Wire died of a heart attack on April 14, 1958, at the age of 70. He was not married. Wire was buried at Salt Lake City Cemetery.

Eight years after Wire's invention, in Detroit, Michigan, Detroit Police Department Detective William Potts introduced the amber light and a series of electrical controls that would ultimately result in the automatic traffic light. Like Wire, Potts did not apply for a patent. The first inventor of a traffic light to do so was Garrett Morgan, who in 1923 patented his invention of a three-way traffic light with "STOP" and "GO" signals, as well as a third signal for pedestrians. Morgan eventually sold his patent to General Electric, which began mass-producing traffic lights.
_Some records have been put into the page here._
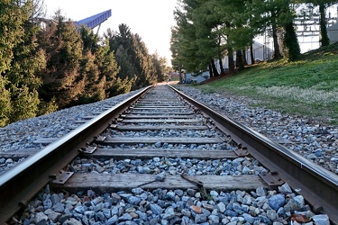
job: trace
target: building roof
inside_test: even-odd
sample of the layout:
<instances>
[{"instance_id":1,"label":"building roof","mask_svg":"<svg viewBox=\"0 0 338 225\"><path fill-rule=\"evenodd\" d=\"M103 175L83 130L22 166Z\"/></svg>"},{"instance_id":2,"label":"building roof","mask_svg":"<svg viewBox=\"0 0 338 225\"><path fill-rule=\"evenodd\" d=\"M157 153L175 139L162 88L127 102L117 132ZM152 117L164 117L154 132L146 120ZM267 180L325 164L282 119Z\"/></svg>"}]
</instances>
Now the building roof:
<instances>
[{"instance_id":1,"label":"building roof","mask_svg":"<svg viewBox=\"0 0 338 225\"><path fill-rule=\"evenodd\" d=\"M100 14L89 16L86 19L78 21L76 24L78 26L85 25L87 28L94 29L96 26L100 25L105 21L106 21L111 16L112 16L112 10L109 9Z\"/></svg>"}]
</instances>

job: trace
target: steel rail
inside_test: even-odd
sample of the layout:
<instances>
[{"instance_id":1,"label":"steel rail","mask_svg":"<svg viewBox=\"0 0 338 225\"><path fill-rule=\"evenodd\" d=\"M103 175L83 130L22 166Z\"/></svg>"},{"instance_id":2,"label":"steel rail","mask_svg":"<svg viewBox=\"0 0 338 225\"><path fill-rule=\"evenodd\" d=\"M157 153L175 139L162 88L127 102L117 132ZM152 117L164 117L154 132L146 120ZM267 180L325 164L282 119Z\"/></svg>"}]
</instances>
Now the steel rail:
<instances>
[{"instance_id":1,"label":"steel rail","mask_svg":"<svg viewBox=\"0 0 338 225\"><path fill-rule=\"evenodd\" d=\"M233 140L246 147L264 166L278 172L279 177L302 194L316 213L325 213L332 224L338 224L338 176L169 86L209 116Z\"/></svg>"},{"instance_id":2,"label":"steel rail","mask_svg":"<svg viewBox=\"0 0 338 225\"><path fill-rule=\"evenodd\" d=\"M78 149L93 141L94 137L104 131L114 118L151 87L144 88L104 112L1 175L0 224L5 224L15 212L23 210L28 201L52 180L51 176L78 156Z\"/></svg>"}]
</instances>

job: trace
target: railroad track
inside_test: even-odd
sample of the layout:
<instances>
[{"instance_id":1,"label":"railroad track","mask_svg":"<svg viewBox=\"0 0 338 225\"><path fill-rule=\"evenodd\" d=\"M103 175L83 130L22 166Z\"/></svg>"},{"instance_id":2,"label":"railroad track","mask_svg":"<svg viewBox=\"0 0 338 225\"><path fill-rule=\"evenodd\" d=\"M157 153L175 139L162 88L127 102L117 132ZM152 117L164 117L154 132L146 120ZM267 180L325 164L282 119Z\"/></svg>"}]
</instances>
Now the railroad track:
<instances>
[{"instance_id":1,"label":"railroad track","mask_svg":"<svg viewBox=\"0 0 338 225\"><path fill-rule=\"evenodd\" d=\"M165 195L162 197L173 203L178 193L174 191L184 190L180 194L200 199L185 205L190 207L192 219L187 217L189 212L182 212L187 209L178 212L175 207L160 207L158 202L146 198L142 205L146 208L143 214L121 212L118 220L124 221L132 215L130 220L141 221L151 211L158 222L163 219L171 222L169 224L188 224L212 219L215 223L216 218L203 218L198 211L224 212L221 206L208 202L215 201L215 194L221 192L274 190L286 182L306 198L313 211L328 214L331 222L337 224L338 201L332 201L338 199L335 175L187 96L177 95L167 86L147 91L60 140L38 140L49 145L1 177L0 202L8 203L0 206L0 222L15 212L24 213L30 199L46 184L56 193L80 194L83 202L96 194L113 193L115 203L122 196L128 204L140 204L145 201L140 195L159 194L156 190L166 190L157 198ZM95 194L90 196L88 190ZM139 195L131 198L135 192ZM222 222L222 217L218 220Z\"/></svg>"}]
</instances>

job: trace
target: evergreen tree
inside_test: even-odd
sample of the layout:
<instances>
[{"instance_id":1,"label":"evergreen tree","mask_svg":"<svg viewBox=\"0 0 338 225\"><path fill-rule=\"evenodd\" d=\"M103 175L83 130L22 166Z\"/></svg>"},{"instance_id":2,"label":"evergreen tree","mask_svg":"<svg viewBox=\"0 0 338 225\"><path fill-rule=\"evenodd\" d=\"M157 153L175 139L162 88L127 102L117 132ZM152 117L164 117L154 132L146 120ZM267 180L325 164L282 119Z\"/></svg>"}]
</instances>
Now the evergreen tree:
<instances>
[{"instance_id":1,"label":"evergreen tree","mask_svg":"<svg viewBox=\"0 0 338 225\"><path fill-rule=\"evenodd\" d=\"M55 98L59 107L64 108L76 104L85 91L87 77L79 71L83 42L78 28L60 12L55 21L39 38L47 55L47 67L41 74L41 94L46 101Z\"/></svg>"},{"instance_id":2,"label":"evergreen tree","mask_svg":"<svg viewBox=\"0 0 338 225\"><path fill-rule=\"evenodd\" d=\"M133 34L126 24L119 25L119 32L108 30L110 50L115 52L122 84L132 84L137 89L156 82L156 72L144 42L138 34Z\"/></svg>"}]
</instances>

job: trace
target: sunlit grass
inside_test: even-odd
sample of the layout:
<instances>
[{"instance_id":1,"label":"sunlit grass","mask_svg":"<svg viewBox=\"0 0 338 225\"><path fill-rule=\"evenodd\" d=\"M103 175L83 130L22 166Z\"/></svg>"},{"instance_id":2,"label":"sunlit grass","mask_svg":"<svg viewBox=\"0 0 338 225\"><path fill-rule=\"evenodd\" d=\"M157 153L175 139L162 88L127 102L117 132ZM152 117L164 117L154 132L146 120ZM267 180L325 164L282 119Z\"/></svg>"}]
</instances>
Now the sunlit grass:
<instances>
[{"instance_id":1,"label":"sunlit grass","mask_svg":"<svg viewBox=\"0 0 338 225\"><path fill-rule=\"evenodd\" d=\"M338 44L306 53L299 61L264 62L196 87L248 96L260 100L259 106L338 124Z\"/></svg>"}]
</instances>

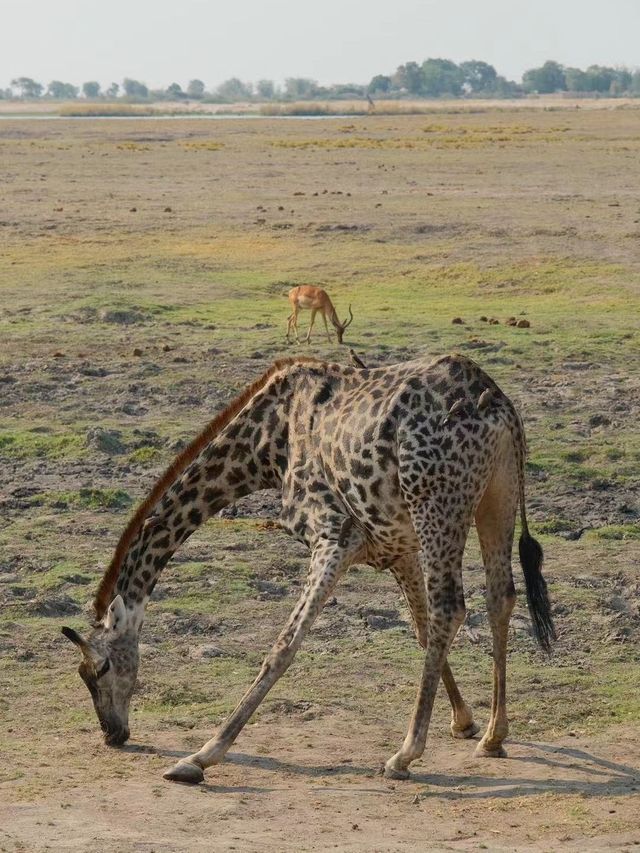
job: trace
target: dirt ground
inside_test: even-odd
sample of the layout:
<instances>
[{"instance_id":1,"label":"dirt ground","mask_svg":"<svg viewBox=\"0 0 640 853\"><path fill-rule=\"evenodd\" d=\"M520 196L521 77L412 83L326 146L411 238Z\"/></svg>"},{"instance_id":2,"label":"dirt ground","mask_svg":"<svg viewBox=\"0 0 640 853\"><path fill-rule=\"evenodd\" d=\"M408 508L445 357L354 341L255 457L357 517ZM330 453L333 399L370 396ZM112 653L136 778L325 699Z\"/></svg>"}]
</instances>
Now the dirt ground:
<instances>
[{"instance_id":1,"label":"dirt ground","mask_svg":"<svg viewBox=\"0 0 640 853\"><path fill-rule=\"evenodd\" d=\"M640 110L601 107L0 119L0 851L640 845ZM412 779L389 782L421 654L393 579L355 567L228 760L174 785L304 581L277 495L164 570L124 749L60 627L86 629L135 501L239 389L283 354L347 360L319 332L286 346L305 282L352 304L367 362L457 349L518 403L559 639L535 648L520 596L508 758L451 739L439 695ZM450 660L483 725L474 535L464 571Z\"/></svg>"}]
</instances>

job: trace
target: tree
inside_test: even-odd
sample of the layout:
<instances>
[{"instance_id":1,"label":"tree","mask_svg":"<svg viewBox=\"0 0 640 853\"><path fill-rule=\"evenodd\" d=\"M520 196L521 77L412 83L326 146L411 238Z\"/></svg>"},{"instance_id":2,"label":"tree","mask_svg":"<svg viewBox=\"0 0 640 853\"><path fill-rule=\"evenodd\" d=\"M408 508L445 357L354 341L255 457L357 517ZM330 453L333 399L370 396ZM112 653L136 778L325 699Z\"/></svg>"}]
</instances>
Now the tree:
<instances>
[{"instance_id":1,"label":"tree","mask_svg":"<svg viewBox=\"0 0 640 853\"><path fill-rule=\"evenodd\" d=\"M376 74L371 78L371 82L367 87L370 95L386 95L391 91L391 77L386 77L384 74Z\"/></svg>"},{"instance_id":2,"label":"tree","mask_svg":"<svg viewBox=\"0 0 640 853\"><path fill-rule=\"evenodd\" d=\"M82 94L85 98L99 98L100 84L95 80L90 80L88 83L82 84Z\"/></svg>"},{"instance_id":3,"label":"tree","mask_svg":"<svg viewBox=\"0 0 640 853\"><path fill-rule=\"evenodd\" d=\"M189 80L187 95L190 98L202 98L204 96L204 83L202 80Z\"/></svg>"},{"instance_id":4,"label":"tree","mask_svg":"<svg viewBox=\"0 0 640 853\"><path fill-rule=\"evenodd\" d=\"M251 84L243 83L237 77L225 80L216 89L216 95L224 101L246 101L252 94Z\"/></svg>"},{"instance_id":5,"label":"tree","mask_svg":"<svg viewBox=\"0 0 640 853\"><path fill-rule=\"evenodd\" d=\"M122 81L122 88L128 98L149 97L149 90L144 83L140 83L138 80L131 80L129 77L125 77Z\"/></svg>"},{"instance_id":6,"label":"tree","mask_svg":"<svg viewBox=\"0 0 640 853\"><path fill-rule=\"evenodd\" d=\"M463 85L474 94L492 91L498 79L498 72L493 65L478 59L461 62L460 71L462 71Z\"/></svg>"},{"instance_id":7,"label":"tree","mask_svg":"<svg viewBox=\"0 0 640 853\"><path fill-rule=\"evenodd\" d=\"M422 91L425 95L461 95L464 73L450 59L427 59L422 63Z\"/></svg>"},{"instance_id":8,"label":"tree","mask_svg":"<svg viewBox=\"0 0 640 853\"><path fill-rule=\"evenodd\" d=\"M270 101L276 93L273 80L258 80L256 83L256 92L259 98Z\"/></svg>"},{"instance_id":9,"label":"tree","mask_svg":"<svg viewBox=\"0 0 640 853\"><path fill-rule=\"evenodd\" d=\"M557 62L549 60L541 68L530 68L522 75L522 85L525 92L537 92L548 95L562 92L567 88L564 78L564 68Z\"/></svg>"},{"instance_id":10,"label":"tree","mask_svg":"<svg viewBox=\"0 0 640 853\"><path fill-rule=\"evenodd\" d=\"M177 101L180 98L186 98L185 93L182 91L182 86L179 83L171 83L167 86L166 92L164 93L168 98L172 98Z\"/></svg>"},{"instance_id":11,"label":"tree","mask_svg":"<svg viewBox=\"0 0 640 853\"><path fill-rule=\"evenodd\" d=\"M569 92L588 92L587 75L580 68L565 68L564 81Z\"/></svg>"},{"instance_id":12,"label":"tree","mask_svg":"<svg viewBox=\"0 0 640 853\"><path fill-rule=\"evenodd\" d=\"M58 101L69 101L78 97L78 87L62 80L52 80L47 86L47 97Z\"/></svg>"},{"instance_id":13,"label":"tree","mask_svg":"<svg viewBox=\"0 0 640 853\"><path fill-rule=\"evenodd\" d=\"M21 98L39 98L44 91L42 83L36 83L31 77L16 77L11 85L20 89Z\"/></svg>"},{"instance_id":14,"label":"tree","mask_svg":"<svg viewBox=\"0 0 640 853\"><path fill-rule=\"evenodd\" d=\"M396 89L406 89L412 95L422 92L422 70L417 62L399 65L392 80Z\"/></svg>"},{"instance_id":15,"label":"tree","mask_svg":"<svg viewBox=\"0 0 640 853\"><path fill-rule=\"evenodd\" d=\"M287 77L284 81L285 97L293 101L313 98L317 90L318 84L316 81L310 80L308 77Z\"/></svg>"},{"instance_id":16,"label":"tree","mask_svg":"<svg viewBox=\"0 0 640 853\"><path fill-rule=\"evenodd\" d=\"M522 86L498 74L493 86L487 89L485 94L490 94L494 98L517 98L522 95Z\"/></svg>"},{"instance_id":17,"label":"tree","mask_svg":"<svg viewBox=\"0 0 640 853\"><path fill-rule=\"evenodd\" d=\"M590 65L585 71L588 92L609 92L616 80L615 68Z\"/></svg>"}]
</instances>

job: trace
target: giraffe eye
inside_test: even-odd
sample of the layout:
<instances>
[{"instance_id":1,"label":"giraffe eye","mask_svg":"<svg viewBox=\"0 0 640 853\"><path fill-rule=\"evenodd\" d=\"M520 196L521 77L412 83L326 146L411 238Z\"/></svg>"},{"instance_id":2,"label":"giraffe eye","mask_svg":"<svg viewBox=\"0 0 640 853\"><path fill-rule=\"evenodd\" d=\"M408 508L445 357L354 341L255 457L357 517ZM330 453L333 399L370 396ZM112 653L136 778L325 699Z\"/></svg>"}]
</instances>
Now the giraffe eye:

In March 1963, the Wire Memorial Museum and Historical Association was started in his family home. His sister, Edith Wire, tried to secure the original wooden traffic light from the Tracy Aviary, where it had been used as a birdhouse, but it had disappeared shortly after Lester's death and was never recovered. The original metal traffic light had been moved to Syracuse, New York, where it was put on display; however, when Edith sent a letter to its owners asking that it be returned to Salt Lake City, they replied that they had coincidentally disposed of it two days before her letter arrived. When Edith died in 1973, she left her inheritance to keep the Wire Memorial Museum operating, but they had insufficient funding; trustees for the estate referred the problem to the courts, and the Utah Department of Transportation agreed to use the estate's assets to properly memorialize Wire for his contributions to traffic management.

The UDOT Traffic Operations Center at 2060 South 2760 West in Salt Lake City includes the Lester Farnsworth Wire Memorial Library, and a replica of Wire's original wooden traffic light is displayed in the center.